As to the existence or non-existence of hell, it may be consoling for us to say that it doesn't exist. But some who adgere to this position have reason to second-guess themselves. I refer to that segment of the population surfaced repeatedly by public opinion polls: those who indicate that they regard the Bible as the Word of God, accept the deity of Christ, and believe that there is a heaven, but also dismiss the idea that hell is real. Yet Christ, the central figure of the portion of the Bible accepted as part of the Bible by Christians, insists that both are real.
It's worth noting though, that the Bible doesn't see hell as a threat against the recalcitrant, just a realm people choose. Jesus puts it this way: "“For God so loved the world that he gave his only Son, so that everyone who believes in him may not perish but may have eternal life. Indeed, God did not send the Son into the world to condemn the world, but in order that the world might be saved through him. Those who believe in him are not condemned; but those who do not believe are condemned already, because they have not believed in the name of the only Son of God" (John 3:16-18). (Keep in mind that when the Bible speaks of "belief," it has more than intellectual assent in mind. It denotes trust.)...
Back in the 1948 presidential campaign, someone at a Harry Truman whistlestop tour encouraged the embattled chief executive with the words, "Give 'em hell, Harry!" as he excoriated the do-nothing 80th. Congress. Though the supporter's words became his nickname, Truman insisted that he wasn't giving the Congress hell, just telling the truth, and it felt like he was giving them something else.

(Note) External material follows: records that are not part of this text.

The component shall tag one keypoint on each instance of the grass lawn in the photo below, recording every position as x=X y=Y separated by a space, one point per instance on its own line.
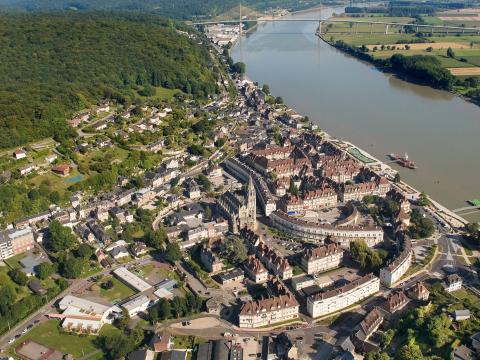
x=150 y=270
x=22 y=291
x=49 y=334
x=186 y=342
x=119 y=290
x=464 y=294
x=14 y=261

McCain and Giuliani obviously feel that their hell-rhetoric proves to Republican primary voters that they will be tough on national security, the same reason that Mitt Romney made a big point of how he wanted to see bin Laden killed during the debate on Thursday night.
2 comments:
You're apparently not alone, Mark.
Be sure to read this Newsweek article, released this weekend:
The Elephant in the Room
http://www.msnbc.msn.com/id/18505030/site/newsweek/
I'm embarrassed for the Grand Old Party.
Was Rudy trying to look like Mary Kay Ash for that picture?